23I accept the force of these submissions and have taken them into account.
24Mr Barrington submitted imprisonment is the only appropriate disposition. He referred me to Court of Appeal decisions in Morgan v The Queen [2013] VSCA 33, Jomaa v The Queen [2014] VSCA 103, and Elakkoumi v DPP [2017] VSCA 186 and a sentence DPP vBrittain & Nguyen [2018] VCC 1746 in this court. They are all instances of commercial burglaries and, whilst there are differences in the gravity of offending and the subjective circumstances of the offender, between them and your case, I have found them useful as a yardstick to guide me to an appropriate sentence.
25I have concluded your prospects of rehabilitation are guarded, but nevertheless realistic, provided you remain drug abstinent, and will be better served by the imposition of a sentence of imprisonment with a non-parole release period, because of the rehabilitation potential of parole, rather than the straight jail sentence for which Mr McGarvey contended.
26In sentencing you, I will impose an aggregate sentence for the three burglary and three theft charges, because they form part of a series of offences of the same character. I have had regard to the totality principle, that is, I have looked at the totality of your criminal behaviour to decide the appropriate sentence for all the offences. Please stand, Mr Singh.
27By this sentence I must denounce your conduct, I must punish you and deter you and others from committing crimes of the same or similar kind. I must also look to the protection of the community and as well, your rehabilitation. Taking into account the circumstances of your offending and its effects, your personal circumstances and antecedents, and endeavouring to produce a sentence which reflects and promotes the purposes of sentencing in a manner appropriate to you, I sentence you as follows:
28On the three burglary charges, that is Charges 7, 15 and 17 and the three theft charges, that is Charges 8, 16 and 19, you are convicted and sentenced to an aggregate term of 21 months' imprisonment;
29On each of the charges of possess a drug of dependence, that is Charges 20 and 21, you are convicted and sentenced to one-month imprisonment;
30And accepting you committed the dishonesty offences to feed your drug addiction, I direct each of the two sentences be served concurrently with the aggregate term and each other. So, your total effective sentence is 21 months' imprisonment and I fix a non-parole release period of 15 months. I declare you have served 357 days of this sentence by way of pre-sentence detention.
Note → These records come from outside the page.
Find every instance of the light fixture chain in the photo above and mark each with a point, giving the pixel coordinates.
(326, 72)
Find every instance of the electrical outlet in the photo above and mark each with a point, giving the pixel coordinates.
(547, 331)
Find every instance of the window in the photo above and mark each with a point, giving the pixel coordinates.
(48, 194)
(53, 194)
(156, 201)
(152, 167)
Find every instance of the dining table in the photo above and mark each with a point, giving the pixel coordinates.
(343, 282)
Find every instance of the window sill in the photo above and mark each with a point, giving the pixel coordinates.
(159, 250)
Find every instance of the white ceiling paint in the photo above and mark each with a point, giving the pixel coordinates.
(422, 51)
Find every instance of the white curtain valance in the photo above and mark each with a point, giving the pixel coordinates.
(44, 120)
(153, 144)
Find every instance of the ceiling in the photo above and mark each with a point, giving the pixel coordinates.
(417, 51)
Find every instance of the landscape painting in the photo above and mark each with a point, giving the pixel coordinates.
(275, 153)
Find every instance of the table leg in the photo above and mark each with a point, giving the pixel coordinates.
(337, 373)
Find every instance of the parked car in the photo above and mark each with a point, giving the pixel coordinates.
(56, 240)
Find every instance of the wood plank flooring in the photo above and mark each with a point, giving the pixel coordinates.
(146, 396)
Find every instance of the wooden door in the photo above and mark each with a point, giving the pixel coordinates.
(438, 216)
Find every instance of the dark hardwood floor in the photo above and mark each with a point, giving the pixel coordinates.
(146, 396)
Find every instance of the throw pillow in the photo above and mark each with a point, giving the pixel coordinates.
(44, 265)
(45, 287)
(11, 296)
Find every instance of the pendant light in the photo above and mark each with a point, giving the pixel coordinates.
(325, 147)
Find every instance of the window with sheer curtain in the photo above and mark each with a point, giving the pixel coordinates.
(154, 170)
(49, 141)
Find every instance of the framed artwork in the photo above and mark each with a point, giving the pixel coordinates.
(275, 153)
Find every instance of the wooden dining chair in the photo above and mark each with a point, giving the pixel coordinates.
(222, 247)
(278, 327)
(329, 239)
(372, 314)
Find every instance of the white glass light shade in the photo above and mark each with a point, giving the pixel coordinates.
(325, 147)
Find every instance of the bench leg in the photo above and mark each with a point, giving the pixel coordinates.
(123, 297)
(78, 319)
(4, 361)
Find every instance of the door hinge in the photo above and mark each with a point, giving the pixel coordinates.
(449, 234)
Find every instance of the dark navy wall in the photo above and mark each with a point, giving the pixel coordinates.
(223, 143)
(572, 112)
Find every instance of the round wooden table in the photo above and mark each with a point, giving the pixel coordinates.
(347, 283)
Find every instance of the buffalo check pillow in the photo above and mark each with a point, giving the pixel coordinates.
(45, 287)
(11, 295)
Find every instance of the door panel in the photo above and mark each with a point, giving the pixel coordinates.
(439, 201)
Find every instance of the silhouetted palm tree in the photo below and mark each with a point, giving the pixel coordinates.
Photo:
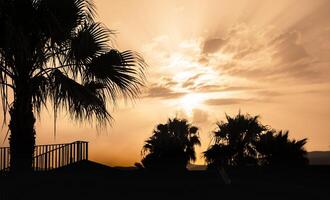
(53, 49)
(276, 149)
(171, 146)
(233, 141)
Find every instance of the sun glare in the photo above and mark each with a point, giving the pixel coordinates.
(190, 102)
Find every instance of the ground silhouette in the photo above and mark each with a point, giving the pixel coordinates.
(89, 180)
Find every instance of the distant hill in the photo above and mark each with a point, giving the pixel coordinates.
(319, 157)
(315, 158)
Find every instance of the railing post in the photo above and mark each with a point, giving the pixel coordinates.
(86, 150)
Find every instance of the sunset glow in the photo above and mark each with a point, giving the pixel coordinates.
(208, 58)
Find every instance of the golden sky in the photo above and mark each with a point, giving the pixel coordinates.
(211, 57)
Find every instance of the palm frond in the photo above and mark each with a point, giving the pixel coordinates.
(121, 73)
(83, 101)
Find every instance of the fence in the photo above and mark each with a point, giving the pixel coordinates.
(51, 156)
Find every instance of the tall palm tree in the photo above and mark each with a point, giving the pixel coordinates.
(233, 141)
(55, 50)
(172, 145)
(275, 148)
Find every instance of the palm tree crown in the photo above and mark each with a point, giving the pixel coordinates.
(54, 49)
(233, 141)
(171, 146)
(276, 148)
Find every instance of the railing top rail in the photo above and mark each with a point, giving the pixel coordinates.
(61, 147)
(79, 141)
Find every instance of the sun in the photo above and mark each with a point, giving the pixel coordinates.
(189, 102)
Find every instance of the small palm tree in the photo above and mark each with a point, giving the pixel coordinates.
(233, 141)
(276, 149)
(54, 49)
(172, 145)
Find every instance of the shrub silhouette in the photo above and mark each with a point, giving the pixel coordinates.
(243, 140)
(233, 141)
(171, 146)
(276, 149)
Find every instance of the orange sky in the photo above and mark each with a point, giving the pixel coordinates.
(211, 57)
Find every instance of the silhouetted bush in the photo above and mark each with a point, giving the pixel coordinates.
(171, 146)
(242, 140)
(276, 149)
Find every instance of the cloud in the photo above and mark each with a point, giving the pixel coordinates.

31But for your plea of guilty I declare I would have sentenced you to 28 months' imprisonment and fixed a non-parole release period of 20 months.
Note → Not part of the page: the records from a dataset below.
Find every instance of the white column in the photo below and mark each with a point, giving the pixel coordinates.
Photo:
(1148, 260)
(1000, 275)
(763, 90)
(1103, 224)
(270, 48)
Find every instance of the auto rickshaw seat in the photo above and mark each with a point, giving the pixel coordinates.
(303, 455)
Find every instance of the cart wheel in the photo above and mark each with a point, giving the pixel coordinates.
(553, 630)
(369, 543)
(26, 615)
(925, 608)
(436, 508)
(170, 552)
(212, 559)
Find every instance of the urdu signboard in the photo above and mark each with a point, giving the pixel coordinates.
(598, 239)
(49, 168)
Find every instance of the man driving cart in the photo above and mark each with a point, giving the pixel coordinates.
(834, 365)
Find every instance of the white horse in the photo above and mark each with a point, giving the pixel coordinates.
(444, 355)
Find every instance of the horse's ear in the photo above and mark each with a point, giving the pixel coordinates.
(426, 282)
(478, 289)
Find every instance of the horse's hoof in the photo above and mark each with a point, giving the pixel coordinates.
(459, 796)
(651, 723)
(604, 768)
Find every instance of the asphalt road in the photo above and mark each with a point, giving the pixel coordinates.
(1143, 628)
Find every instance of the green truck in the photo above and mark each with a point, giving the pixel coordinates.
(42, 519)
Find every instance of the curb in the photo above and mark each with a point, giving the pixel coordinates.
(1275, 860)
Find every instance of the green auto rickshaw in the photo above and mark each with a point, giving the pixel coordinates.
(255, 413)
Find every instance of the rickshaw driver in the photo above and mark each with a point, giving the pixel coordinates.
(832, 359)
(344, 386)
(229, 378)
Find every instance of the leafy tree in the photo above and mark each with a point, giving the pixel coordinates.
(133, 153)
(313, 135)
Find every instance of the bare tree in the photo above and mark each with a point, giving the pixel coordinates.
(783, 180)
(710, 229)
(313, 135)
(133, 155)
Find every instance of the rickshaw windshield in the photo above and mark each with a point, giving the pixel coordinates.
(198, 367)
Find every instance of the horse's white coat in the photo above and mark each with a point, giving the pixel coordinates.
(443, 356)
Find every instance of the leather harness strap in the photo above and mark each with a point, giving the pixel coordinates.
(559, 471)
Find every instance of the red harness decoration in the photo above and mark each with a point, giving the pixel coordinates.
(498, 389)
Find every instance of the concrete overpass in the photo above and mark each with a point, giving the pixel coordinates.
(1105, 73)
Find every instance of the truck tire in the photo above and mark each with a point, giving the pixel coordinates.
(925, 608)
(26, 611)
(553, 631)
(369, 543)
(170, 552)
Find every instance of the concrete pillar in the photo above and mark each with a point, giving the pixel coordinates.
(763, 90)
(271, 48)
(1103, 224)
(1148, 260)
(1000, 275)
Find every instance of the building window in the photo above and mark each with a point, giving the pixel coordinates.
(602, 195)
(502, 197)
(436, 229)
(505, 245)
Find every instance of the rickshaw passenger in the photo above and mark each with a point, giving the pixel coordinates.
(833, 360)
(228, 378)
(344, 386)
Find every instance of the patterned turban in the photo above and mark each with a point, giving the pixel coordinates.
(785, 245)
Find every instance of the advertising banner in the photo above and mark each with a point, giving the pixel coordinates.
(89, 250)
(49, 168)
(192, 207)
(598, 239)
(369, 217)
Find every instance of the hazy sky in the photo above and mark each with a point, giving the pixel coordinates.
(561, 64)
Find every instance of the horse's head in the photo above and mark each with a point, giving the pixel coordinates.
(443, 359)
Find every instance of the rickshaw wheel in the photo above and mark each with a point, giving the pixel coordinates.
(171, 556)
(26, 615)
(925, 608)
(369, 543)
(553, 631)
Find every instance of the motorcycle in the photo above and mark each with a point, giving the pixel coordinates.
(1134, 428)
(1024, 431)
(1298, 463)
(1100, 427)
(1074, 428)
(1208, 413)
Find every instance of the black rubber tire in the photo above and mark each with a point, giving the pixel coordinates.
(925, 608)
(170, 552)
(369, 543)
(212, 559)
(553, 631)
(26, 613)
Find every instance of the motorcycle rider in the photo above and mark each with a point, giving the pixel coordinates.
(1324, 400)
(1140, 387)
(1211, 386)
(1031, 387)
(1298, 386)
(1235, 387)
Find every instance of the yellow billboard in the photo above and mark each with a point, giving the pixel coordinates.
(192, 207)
32I make an order for disposal of the order of the items of property police seized in the terms of the order filed. I make an order for forfeiture of a homemade pistol police seized, in the terms of the order filed.
33Because I accept you will almost inevitably be removed from Australia when you have completed your prison sentence, I see no efficacy in making an order under s.464ZF for the taking of a forensic sample from you. Accordingly, I decline to make the order because I am not satisfied that it is in the interests of justice to do so. You may have a seat, Mr Singh.
34Mr Martin, are there any matters arising out of that?
35MR MARTIN: No, Your Honour.
36HIS HONOUR: Did I get the pre-sentence detention correct?
37MR MARTIN: You did, Your Honour. Yes.
38HIS HONOUR: Thank you. Mr Halphen, anything for your part?
39MR HALPHEN: Nothing, Your Honour.
40Would you remove Mr Singh, please.